Abstract

Abstract Charcot–Marie–Tooth disease (CMT), is a group of clinically and genetically heterogeneous neuropathies divided into demyelinating (CMT1) and axonal forms (CMT2). Mutations in the myelin protein zero (MPZ/P0) gene are the third most frequent cause of CMT. This gene is a member of the immunoglobulin gene superfamily that encodes the most abundant protein of the peripheral myelin, necessary for myelin compaction. There are many mutations in MPZ, most of them cause the CMT1B phenotype with normal early development but disability appears during the first two decades of life; and others, are responsible for severe neuropathies of infancy designated as Dejerine–Sottas syndrome. MPZ mutations have also been shown also in axonal type of CMT2. Hereby, we report the clinical and electrophysiological features of eight patients belonging to eight families affected by CMT 1B. The mean age of the patients is 13 years (range: 4–29).
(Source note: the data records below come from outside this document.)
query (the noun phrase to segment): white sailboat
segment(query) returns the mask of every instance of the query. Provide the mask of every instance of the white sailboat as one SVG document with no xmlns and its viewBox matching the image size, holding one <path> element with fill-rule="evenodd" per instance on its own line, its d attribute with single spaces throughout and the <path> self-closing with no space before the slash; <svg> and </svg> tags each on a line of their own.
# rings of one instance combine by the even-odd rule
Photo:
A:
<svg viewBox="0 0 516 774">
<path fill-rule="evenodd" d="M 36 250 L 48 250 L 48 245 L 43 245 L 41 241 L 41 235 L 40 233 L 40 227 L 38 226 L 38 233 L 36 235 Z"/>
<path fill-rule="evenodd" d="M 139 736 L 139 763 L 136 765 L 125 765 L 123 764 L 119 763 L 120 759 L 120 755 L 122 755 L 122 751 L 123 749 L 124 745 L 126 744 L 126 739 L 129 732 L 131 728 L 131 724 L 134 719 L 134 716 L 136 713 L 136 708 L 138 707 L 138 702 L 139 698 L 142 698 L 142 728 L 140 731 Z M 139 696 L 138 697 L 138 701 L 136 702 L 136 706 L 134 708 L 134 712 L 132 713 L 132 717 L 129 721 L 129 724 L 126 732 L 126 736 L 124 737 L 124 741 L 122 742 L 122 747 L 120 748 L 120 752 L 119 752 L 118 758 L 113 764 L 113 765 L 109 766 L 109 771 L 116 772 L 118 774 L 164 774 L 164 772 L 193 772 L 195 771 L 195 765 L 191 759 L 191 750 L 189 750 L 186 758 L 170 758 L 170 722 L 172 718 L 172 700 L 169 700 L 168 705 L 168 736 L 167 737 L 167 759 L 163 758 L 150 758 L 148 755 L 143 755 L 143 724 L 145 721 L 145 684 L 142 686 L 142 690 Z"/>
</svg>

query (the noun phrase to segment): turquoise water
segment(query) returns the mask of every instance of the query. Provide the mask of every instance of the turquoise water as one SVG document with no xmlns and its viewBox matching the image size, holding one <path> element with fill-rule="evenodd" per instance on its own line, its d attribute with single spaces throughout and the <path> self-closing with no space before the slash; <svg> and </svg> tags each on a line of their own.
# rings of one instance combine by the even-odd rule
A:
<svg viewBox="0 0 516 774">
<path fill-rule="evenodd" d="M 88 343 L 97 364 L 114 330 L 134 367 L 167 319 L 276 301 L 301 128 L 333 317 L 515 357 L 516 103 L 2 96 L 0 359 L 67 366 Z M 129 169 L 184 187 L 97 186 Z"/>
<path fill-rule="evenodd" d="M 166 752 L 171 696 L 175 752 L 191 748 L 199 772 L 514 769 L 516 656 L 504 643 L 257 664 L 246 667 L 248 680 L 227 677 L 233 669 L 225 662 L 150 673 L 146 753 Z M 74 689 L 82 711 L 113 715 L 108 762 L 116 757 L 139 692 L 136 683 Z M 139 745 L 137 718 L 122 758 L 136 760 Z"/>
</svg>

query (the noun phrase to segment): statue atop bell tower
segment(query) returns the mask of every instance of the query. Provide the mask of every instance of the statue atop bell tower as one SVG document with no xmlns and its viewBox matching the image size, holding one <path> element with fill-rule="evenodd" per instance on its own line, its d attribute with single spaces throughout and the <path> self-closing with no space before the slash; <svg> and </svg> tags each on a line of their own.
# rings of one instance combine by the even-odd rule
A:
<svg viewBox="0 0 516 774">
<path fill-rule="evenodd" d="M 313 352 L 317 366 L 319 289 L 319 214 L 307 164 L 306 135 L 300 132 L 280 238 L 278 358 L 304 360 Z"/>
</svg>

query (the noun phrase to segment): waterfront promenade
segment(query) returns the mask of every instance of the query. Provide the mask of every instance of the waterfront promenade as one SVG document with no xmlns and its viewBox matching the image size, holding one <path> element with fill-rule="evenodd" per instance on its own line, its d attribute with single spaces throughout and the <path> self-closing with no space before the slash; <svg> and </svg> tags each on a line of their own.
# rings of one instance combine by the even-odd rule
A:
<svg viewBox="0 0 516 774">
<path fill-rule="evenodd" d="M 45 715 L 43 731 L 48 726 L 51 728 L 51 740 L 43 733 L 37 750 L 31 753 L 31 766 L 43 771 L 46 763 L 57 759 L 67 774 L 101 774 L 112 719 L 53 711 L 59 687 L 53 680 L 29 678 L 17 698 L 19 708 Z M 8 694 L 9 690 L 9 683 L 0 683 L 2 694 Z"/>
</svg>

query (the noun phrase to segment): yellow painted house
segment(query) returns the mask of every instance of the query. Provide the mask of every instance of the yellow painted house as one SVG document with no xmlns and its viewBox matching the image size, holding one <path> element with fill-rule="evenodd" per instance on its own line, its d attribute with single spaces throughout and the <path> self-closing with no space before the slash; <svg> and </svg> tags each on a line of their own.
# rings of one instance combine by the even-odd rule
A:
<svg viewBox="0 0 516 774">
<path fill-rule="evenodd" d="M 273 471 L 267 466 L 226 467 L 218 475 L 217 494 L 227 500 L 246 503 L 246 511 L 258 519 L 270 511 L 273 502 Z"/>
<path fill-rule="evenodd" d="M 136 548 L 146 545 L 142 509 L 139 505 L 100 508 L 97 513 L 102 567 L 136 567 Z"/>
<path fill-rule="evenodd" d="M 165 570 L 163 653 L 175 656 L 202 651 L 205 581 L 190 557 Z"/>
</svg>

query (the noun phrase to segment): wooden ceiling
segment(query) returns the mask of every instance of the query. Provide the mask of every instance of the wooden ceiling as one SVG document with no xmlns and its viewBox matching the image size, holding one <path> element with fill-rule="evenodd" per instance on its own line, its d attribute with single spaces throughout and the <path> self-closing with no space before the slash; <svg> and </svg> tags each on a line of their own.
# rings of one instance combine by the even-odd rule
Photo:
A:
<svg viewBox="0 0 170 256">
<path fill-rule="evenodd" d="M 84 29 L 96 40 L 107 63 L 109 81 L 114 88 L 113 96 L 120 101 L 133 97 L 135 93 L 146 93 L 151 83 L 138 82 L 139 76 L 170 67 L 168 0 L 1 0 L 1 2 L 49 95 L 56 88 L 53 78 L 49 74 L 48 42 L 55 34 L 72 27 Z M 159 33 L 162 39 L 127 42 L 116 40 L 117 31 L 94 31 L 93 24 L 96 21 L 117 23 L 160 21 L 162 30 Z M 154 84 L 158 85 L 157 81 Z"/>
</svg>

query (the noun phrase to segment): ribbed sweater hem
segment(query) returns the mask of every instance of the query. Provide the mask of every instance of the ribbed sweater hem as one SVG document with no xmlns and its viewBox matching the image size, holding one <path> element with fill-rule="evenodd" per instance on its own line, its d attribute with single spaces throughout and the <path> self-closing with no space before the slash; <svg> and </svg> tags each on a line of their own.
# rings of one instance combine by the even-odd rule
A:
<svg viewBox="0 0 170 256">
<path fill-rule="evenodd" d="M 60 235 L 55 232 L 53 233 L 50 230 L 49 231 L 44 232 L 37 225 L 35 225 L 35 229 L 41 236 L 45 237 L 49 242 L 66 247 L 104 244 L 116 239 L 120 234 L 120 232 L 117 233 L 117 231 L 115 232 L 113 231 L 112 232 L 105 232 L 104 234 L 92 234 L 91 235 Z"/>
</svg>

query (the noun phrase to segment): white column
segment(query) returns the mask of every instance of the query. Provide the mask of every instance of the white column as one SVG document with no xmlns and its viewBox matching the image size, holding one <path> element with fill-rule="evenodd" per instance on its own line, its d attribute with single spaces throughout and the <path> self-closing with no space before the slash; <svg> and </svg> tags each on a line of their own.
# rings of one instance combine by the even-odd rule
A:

In five patients, the symptoms appeared between 2 and 3 years of age, showing motor clumsiness, difficulty to rise from the floor and for climbing stairs. In two cases, debuted before age of two, with a delay to develop an autonomous gait. The other one, presented an atypical phenotype at the age of seven, with hand tremor and episodes of muscular pain after exercising, with an intermittent increase of the CPK. Most of the patients had a stable evolution; five of them developed scoliosis and had affected their upper extremities. Only one of the patients developed a proximal weakness, and required scoliosis surgery at the age of 13. The electrophysiological study, showed a demyelinating neuropathy in all of the cases. Two patients with the same mutation, C241A, had different clinical evolution. There is a wide clinical spectrum in patients with MPZ gene mutation, which makes difficult to establish a genotype-phenotype correlation. We recommend the study on MPZ gene in patients with demyelinating neuropathy (once mutations in the PMP22 gene have been ruled out).